4 Obstacles That Stand In The Way Of Becoming Rich

Americans define “rich” as having a personal net worth of $2.4 million or more, according to a recent survey by Charles Schwab. That’s 30 times the median net worth of US households, which means most of us are far from rich.

Why is that? Why are more of us swimming in piles of cash like Scrooge McDuck? The folks at Schwab have identified three major obstacles to wealth-building:

Student loan debt. This is a killer, no doubt.  Americans, most of them younger, are on the hook for $1.5 trillion in education loans. College students graduate with $37,000 in debt on average. One-in-six grads leave school carrying debt that exceeds their annual income. Students who go on to borrow for graduate degrees can easily amass six-figure loan balances.

That level of debt can hamper a young person’s ability to save, invest or buy a home, all of which play key roles in building one’s net worth. Even worse, grappling with massive debt can make debtors lose faith in their future financial prospects. Because they can’t even imagine paying off their obligations, they stop trying.  Instead of taking on a second job and/or trying to refinance their loans, these dispirited borrowers simply struggle along for years.

This is why I encourage parents to think carefully and work closely with their kids when comes to choosing and financing higher education. Hard questions need to be asked and answered on such topics as the true value of name-brand colleges, and whether the young person even needs to attend college to pursue their chosen profession.

Taxes. Uncle Sam takes his pound of flesh, for sure. The average household owed $8,367 in federal taxes in 2018. That load will lighten in 2019 thanks to the recent tax reform, but taxes will remain a serious consideration in family budgets. Even in the wake of tax reform, I continue to recommend earmarking 30% of your gross income for taxes – federal, state and local.

Kids. Yes, they are expensive. Americans spend an average of $233,610 raising a child to age 17.

But they are so worth it. At least that’s what I tell myself when my four boys are running amok, or I’m writing checks for everything from clothes to school expenses to summer camps to the pediatrician to the dentist to Christmas presents to birthday parties…

Spending habits. This, in my opinion, is the real issue for most Americans. We just don’t prioritize saving and investing for the future. It’s right there in the historical data. Since the end of World War II America has transitioned from a nation of savers to a nation of spenders.

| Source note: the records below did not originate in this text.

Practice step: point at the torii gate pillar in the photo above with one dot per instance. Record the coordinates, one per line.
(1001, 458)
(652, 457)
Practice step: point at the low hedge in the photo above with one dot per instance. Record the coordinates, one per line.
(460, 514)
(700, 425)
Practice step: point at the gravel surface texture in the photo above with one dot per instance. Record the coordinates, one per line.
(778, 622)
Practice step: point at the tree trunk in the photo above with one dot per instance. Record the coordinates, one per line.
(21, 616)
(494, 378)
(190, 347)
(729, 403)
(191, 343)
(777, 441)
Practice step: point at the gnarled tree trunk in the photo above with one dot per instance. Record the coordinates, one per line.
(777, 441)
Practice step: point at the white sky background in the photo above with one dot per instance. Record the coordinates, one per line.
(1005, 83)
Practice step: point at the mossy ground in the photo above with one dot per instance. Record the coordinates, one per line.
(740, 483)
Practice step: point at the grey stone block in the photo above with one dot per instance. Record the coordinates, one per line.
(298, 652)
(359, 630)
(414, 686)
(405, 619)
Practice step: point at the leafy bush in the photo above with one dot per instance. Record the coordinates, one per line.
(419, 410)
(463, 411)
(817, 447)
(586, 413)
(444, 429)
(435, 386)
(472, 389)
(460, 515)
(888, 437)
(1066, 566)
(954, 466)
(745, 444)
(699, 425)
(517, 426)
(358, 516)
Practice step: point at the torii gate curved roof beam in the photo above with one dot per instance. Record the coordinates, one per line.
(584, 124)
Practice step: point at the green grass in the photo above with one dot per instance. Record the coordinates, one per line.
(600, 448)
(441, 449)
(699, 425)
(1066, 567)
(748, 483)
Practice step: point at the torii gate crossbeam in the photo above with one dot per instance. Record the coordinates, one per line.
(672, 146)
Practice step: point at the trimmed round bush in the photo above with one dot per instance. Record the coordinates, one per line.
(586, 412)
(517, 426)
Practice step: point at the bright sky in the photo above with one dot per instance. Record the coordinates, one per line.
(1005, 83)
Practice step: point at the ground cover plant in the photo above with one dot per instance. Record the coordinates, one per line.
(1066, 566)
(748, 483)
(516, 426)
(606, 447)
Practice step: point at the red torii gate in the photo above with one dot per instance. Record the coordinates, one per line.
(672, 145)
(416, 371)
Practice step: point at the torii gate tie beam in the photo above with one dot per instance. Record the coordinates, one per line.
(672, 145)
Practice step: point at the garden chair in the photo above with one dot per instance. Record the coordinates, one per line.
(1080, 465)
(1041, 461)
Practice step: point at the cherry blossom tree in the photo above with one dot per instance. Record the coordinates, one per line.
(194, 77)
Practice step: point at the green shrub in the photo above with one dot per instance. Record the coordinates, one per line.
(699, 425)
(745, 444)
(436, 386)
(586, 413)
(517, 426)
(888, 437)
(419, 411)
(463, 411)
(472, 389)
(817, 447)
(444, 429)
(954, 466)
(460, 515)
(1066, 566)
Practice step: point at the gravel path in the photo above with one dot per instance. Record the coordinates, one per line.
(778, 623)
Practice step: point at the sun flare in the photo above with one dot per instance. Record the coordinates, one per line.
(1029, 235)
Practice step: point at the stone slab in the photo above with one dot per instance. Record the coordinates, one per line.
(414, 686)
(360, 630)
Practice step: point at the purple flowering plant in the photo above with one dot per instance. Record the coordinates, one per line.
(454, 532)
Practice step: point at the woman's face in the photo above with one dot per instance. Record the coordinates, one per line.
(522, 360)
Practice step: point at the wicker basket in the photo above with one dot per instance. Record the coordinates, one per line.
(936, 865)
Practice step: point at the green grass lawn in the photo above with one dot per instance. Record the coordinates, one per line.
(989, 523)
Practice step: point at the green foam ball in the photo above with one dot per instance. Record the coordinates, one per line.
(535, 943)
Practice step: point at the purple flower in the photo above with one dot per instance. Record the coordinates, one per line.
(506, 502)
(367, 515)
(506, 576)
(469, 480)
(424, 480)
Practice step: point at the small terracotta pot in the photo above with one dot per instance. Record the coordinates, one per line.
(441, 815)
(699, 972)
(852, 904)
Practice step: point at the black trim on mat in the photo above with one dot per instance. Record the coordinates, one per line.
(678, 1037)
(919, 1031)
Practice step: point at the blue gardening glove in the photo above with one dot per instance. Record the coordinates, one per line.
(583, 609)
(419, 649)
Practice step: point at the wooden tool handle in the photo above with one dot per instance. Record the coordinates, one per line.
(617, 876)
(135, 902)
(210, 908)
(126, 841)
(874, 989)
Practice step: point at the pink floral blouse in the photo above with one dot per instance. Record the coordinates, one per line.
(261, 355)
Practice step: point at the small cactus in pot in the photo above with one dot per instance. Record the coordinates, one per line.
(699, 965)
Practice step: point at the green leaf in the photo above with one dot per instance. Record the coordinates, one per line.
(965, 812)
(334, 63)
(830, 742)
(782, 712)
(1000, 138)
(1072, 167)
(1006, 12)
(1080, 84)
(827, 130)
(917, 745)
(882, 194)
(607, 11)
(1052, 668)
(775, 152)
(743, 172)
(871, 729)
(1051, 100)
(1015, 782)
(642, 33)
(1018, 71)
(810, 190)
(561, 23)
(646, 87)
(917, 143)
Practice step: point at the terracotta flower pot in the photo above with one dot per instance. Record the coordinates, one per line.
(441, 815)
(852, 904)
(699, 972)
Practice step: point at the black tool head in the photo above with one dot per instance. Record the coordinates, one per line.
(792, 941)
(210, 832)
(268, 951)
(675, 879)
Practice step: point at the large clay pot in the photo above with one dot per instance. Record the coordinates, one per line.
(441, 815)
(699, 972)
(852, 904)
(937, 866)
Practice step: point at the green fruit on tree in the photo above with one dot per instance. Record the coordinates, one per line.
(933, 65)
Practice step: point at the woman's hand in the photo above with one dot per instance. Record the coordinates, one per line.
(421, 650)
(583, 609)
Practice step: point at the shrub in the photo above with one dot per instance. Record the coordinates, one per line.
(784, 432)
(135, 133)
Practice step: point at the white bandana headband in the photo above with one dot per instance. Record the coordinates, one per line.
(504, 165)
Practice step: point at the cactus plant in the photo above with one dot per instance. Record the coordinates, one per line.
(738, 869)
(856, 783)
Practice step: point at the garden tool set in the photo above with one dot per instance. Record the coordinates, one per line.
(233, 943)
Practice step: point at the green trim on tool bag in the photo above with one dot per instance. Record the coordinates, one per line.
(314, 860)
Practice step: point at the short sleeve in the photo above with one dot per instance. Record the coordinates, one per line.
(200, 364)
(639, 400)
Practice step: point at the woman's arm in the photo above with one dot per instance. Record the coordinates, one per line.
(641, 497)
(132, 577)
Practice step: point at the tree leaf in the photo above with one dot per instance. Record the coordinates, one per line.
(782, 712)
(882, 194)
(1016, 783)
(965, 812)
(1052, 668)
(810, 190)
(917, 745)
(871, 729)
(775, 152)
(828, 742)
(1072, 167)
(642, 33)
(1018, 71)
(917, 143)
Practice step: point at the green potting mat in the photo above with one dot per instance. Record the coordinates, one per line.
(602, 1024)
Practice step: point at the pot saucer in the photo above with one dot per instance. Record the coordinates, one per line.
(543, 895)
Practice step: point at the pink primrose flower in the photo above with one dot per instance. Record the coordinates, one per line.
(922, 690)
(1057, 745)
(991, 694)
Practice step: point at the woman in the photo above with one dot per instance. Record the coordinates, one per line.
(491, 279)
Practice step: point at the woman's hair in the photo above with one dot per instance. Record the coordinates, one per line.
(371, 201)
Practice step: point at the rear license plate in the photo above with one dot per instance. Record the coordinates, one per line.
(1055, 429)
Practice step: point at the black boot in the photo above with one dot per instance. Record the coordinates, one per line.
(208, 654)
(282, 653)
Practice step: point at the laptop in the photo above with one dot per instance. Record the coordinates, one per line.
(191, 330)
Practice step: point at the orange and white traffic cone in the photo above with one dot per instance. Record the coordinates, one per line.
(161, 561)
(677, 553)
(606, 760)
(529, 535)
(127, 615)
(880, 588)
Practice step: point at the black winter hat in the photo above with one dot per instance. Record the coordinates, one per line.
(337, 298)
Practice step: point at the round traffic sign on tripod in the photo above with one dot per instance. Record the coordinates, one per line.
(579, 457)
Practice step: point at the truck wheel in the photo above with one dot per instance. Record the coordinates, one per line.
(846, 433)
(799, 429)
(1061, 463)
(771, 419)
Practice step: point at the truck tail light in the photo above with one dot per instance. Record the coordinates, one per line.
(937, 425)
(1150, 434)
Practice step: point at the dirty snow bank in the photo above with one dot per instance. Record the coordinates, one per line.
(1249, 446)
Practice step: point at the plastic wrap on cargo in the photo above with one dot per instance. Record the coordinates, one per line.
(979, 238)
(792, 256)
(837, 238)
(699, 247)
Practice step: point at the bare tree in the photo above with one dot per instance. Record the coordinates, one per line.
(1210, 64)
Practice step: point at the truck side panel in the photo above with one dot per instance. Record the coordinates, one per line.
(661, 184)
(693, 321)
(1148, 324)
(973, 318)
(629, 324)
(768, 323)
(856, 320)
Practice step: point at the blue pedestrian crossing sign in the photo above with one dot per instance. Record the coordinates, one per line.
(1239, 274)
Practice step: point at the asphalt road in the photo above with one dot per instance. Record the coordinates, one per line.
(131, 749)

The temptation to spend-instead-of-save has grown stronger in recent years with the boom in consumer technology and other high-end products that didn’t exist a generation ago. Think about it. Did your parents have a cable TV or cell phone bill? Did they buy organic produce at Whole Foods? Can you imagine your dad paying $4.25 for a cup of coffee? Or $60 for a “designer” t-shirt?

With some effort and discipline, we can control the spending issue. It all starts with setting long-term goals and budgeting to meet those objectives. Here’s a simple way to start budgeting: allocate 30% of your gross income for taxes, another 20% for savings, and the remaining 50% for all living expenses.

Of course, for a long-term savings plan to work, you must commit to actually saving. There are ways to make this almost painless. If your employer has a 401k or similar tax-deferred savings plan, enroll today. Otherwise, arrange to have your allotted savings direct-deposited into an investment account.

In my opinion, long-term vision, commitment to saving and frugality are key to achieving any financial goal, including amassing serious wealth. I can’t say that following such a program will give you a net worth of $2.4 million. But I know lots of school teachers and others with moderate incomes who prioritized saving and retired with enough money that they describe themselves as “rich.”

And that’s the most important definition, right?